Please come and join the discussion by reading the following noteworthy moments and quotes from the panels and imagine yourself sitting under the beautiful blooming cherry trees on an ecological farm:

On the Crisis of the Agricultural System:

“Wheat was never a commodity for buying and selling. When a piece of bread falls to the ground, it is immediately picked up and kissed before being placed somewhere high. People used wheat either in exchange for labor or barter. In the past, the value and worth of wheat were known, but its price was not. Today, the price is well-known, but its value and worth are overlooked.”

“Organic agriculture, like industrial agriculture, treats food as a private commodity, not a social need or [as part of] commons. Bayer produces poison [synthetic agri-chemicals] and does organic agriculture simultaneously.” [In 2018, Bayer bought Monsanto, a producer of chemical agriculture and genetically modified seeds]

“Soil has become barren. It is so infertile that it cannot yield crops without feeding it externally. It is not only the soil that is barren. With many laws passed over the years in Turkey (e.g., the Soil Conservation and Land Use Law and the Seed Law), the farmers have also forgotten their indigenous knowledge and the purpose of their existence. They have completely lost their power, and just as the land, seeds, and food are instrumentalized at the expense of the profitability of large corporations, the peasant has become a mere producer who has to provide all the input externally, buying the seed, pesticides, fertilizers, irrigation hose and the rest externally, all in debt.”

On Agroecology:

“Agroecology is an agricultural method and an answer to global problems. It offers a potential solution to the climate, public health, and social crises. It is a social movement.”

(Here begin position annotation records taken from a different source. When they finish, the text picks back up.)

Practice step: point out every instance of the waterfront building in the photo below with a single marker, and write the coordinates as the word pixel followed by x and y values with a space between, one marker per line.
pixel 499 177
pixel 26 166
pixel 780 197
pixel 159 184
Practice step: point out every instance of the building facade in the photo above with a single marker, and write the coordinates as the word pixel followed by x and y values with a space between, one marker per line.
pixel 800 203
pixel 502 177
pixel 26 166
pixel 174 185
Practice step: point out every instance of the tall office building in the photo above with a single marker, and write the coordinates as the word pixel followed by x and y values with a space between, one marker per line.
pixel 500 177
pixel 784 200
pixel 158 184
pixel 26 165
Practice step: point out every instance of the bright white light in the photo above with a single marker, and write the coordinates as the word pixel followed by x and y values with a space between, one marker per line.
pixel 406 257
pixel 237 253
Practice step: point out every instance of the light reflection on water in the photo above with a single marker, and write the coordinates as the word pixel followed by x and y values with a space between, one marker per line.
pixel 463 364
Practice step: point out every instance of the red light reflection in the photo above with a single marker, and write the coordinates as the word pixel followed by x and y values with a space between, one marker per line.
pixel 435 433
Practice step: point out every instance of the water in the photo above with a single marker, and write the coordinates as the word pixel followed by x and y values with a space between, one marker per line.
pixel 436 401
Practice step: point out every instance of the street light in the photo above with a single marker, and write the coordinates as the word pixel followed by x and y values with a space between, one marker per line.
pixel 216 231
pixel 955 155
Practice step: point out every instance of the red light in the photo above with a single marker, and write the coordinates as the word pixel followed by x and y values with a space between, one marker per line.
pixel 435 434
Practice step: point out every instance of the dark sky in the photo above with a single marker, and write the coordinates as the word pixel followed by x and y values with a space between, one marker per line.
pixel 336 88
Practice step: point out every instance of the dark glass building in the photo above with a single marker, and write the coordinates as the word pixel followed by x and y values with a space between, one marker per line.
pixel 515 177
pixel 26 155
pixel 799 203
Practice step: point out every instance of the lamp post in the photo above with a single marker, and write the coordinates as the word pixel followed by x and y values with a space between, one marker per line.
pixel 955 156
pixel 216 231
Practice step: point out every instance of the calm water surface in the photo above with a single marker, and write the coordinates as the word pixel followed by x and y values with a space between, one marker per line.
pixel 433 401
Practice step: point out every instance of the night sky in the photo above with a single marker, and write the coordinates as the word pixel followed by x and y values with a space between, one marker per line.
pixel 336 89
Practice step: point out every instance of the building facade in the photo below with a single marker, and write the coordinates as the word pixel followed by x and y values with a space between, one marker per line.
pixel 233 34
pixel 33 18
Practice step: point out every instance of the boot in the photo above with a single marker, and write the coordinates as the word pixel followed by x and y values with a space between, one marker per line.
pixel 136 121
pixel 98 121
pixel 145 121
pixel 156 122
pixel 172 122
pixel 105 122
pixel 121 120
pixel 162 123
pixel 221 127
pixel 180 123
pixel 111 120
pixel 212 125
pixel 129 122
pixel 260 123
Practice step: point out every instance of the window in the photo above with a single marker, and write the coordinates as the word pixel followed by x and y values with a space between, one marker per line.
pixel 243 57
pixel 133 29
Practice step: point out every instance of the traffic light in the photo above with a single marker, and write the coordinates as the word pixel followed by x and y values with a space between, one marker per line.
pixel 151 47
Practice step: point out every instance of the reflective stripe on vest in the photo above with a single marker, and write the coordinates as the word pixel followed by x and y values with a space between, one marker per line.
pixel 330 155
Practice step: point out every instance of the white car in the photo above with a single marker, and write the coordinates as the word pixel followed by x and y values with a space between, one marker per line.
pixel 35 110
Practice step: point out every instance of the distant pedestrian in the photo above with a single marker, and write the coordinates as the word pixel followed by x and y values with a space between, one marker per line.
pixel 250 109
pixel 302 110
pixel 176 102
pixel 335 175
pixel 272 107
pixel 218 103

“The transition to agroecology takes place in 3 stages. India, Cuba, and Brazil are among the few examples that have reached the last stage of reorganizing their systems based on ecological processes. Agroecology-based natural agriculture offers a solution to farmers experiencing excessive debt problems in India. The state of Karnata received the organic agriculture award, thanks to its ecological farming practices with zero budget, which started especially in Karnataka and spread to the southern states.”

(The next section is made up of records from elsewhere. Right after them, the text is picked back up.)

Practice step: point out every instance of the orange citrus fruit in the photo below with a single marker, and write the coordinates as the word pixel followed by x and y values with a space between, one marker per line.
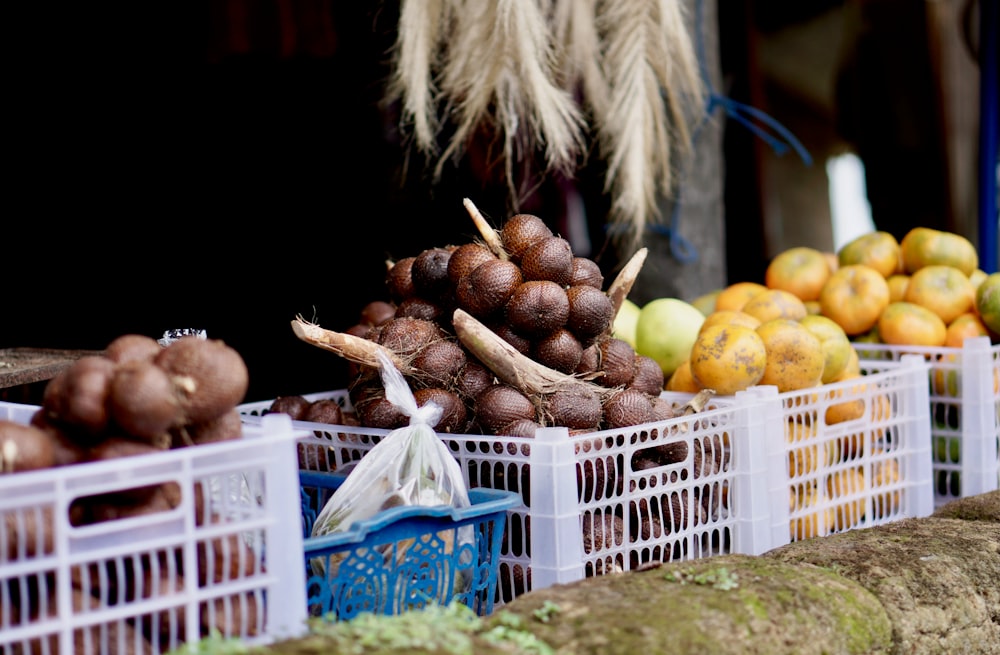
pixel 924 246
pixel 837 347
pixel 944 290
pixel 737 294
pixel 854 297
pixel 897 286
pixel 965 325
pixel 728 358
pixel 885 473
pixel 802 271
pixel 705 303
pixel 795 357
pixel 730 317
pixel 907 323
pixel 775 303
pixel 803 450
pixel 804 496
pixel 682 380
pixel 849 409
pixel 988 302
pixel 841 484
pixel 880 250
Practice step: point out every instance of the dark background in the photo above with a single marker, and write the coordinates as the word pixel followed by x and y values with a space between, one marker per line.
pixel 225 166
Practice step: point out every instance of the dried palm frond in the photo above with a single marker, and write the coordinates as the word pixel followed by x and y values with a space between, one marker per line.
pixel 415 59
pixel 647 56
pixel 578 49
pixel 501 59
pixel 531 70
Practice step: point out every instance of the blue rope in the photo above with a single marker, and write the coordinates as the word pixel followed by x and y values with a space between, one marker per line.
pixel 682 249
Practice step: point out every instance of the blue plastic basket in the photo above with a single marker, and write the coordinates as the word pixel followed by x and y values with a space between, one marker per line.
pixel 404 558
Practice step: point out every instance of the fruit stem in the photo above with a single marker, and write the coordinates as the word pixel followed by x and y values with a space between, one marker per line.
pixel 622 284
pixel 356 349
pixel 490 235
pixel 514 368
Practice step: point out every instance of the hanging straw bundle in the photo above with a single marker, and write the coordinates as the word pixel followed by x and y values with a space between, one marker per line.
pixel 545 75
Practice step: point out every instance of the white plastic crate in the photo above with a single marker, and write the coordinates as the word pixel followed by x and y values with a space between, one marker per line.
pixel 148 583
pixel 600 502
pixel 855 453
pixel 964 406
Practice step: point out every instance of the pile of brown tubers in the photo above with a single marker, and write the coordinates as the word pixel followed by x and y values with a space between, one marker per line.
pixel 137 397
pixel 508 333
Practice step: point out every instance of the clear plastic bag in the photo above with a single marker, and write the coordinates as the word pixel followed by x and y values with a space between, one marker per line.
pixel 411 466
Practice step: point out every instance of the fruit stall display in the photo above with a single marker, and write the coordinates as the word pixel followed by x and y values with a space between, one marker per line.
pixel 874 301
pixel 141 538
pixel 517 341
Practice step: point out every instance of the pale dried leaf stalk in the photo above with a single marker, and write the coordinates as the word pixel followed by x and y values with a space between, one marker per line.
pixel 489 234
pixel 355 349
pixel 511 366
pixel 578 52
pixel 622 284
pixel 502 60
pixel 514 68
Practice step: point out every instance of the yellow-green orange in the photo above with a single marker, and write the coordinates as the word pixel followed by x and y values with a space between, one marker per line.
pixel 854 296
pixel 775 303
pixel 728 358
pixel 988 301
pixel 837 347
pixel 944 290
pixel 665 330
pixel 795 357
pixel 907 323
pixel 880 250
pixel 924 246
pixel 800 270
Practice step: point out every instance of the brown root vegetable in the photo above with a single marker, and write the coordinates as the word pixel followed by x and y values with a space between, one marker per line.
pixel 325 410
pixel 453 414
pixel 295 406
pixel 212 377
pixel 617 363
pixel 586 272
pixel 221 428
pixel 537 307
pixel 550 258
pixel 225 558
pixel 559 350
pixel 520 232
pixel 144 401
pixel 78 394
pixel 239 615
pixel 439 363
pixel 628 407
pixel 407 336
pixel 466 258
pixel 28 533
pixel 648 376
pixel 500 405
pixel 376 411
pixel 377 312
pixel 399 279
pixel 130 347
pixel 66 448
pixel 487 288
pixel 574 409
pixel 24 448
pixel 590 312
pixel 116 447
pixel 113 506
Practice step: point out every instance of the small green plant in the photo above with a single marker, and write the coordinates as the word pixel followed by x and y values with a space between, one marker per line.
pixel 510 631
pixel 721 578
pixel 546 611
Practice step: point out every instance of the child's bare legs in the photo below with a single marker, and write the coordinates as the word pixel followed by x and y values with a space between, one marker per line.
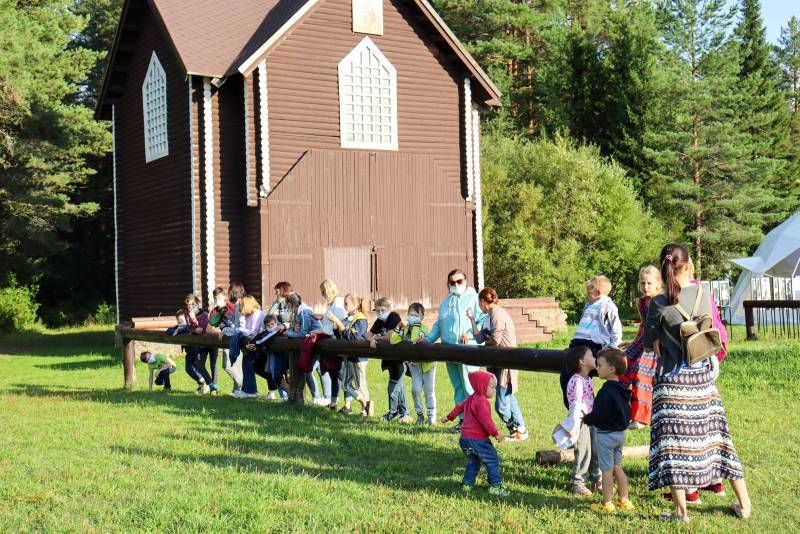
pixel 608 486
pixel 622 484
pixel 740 489
pixel 679 499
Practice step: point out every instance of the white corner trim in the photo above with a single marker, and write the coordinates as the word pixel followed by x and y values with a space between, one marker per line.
pixel 247 166
pixel 263 125
pixel 248 63
pixel 476 149
pixel 114 192
pixel 468 144
pixel 192 174
pixel 208 168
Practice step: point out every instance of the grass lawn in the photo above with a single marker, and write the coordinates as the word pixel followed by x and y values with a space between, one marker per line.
pixel 78 453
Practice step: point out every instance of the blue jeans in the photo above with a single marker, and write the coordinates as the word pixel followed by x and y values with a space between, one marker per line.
pixel 506 405
pixel 195 365
pixel 249 373
pixel 480 451
pixel 325 380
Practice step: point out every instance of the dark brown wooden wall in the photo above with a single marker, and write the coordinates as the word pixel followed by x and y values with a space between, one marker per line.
pixel 304 114
pixel 153 199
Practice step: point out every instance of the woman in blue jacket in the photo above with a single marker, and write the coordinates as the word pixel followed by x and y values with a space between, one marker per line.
pixel 454 326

“According to FAO estimates, there are at least 570 million farms worldwide, and more than 500 million of them are family farms that manage most of the world’s agricultural land and produce most of the world’s food.The real transformation will come if we can convert these family farms into agroecological farms.”

“We talk about the right to access healthy food for all, but to be able to choose this food, we need to know who produces that food, with what methods, where it comes from, whether any additives or chemicals are used, or any child laborer worked in its production. Since all rights are interconnected.”

On Linking Ecofeminism and Agroecology:

“The women cooperatives have an emancipatory aspect, but we cannot assume that the cooperative emancipates every woman. The workload of women who work at home and in the fields increases as they also work in the cooperative.”

“It is important to dismantle and transform the patriarchal power structures in the agroecology movement and to create a feminist space that cares for each other and pays attention to one’s well-being.”

“We need to replace wealth with health and cultural diversity, monoculture with diversity, separation with uniting and solidarity, hierarchical structures with networks.”


Agroecology provides us a fine opportunity to expand our horizons and the boundaries of the green transition with a more holistic and integrated approach to include not only the ones who are made marginalized, vulnerable, and disadvantaged but also interconnected more-than-human lives and living systems such as soil, seeds, and other environmental elements in a multispecies world.

About the author


Burcu Borhan Türeli is a researcher and project specialist for the EU Horizon 2020 ACCTING project and works at Sabancı University. She has worked at various national and international universities. Her research interests include children’s literature, education and pedagogy, rural gender transformation, agri-food relationships, food security and sustainable food systems. She lives in Çanakkale, Turkey.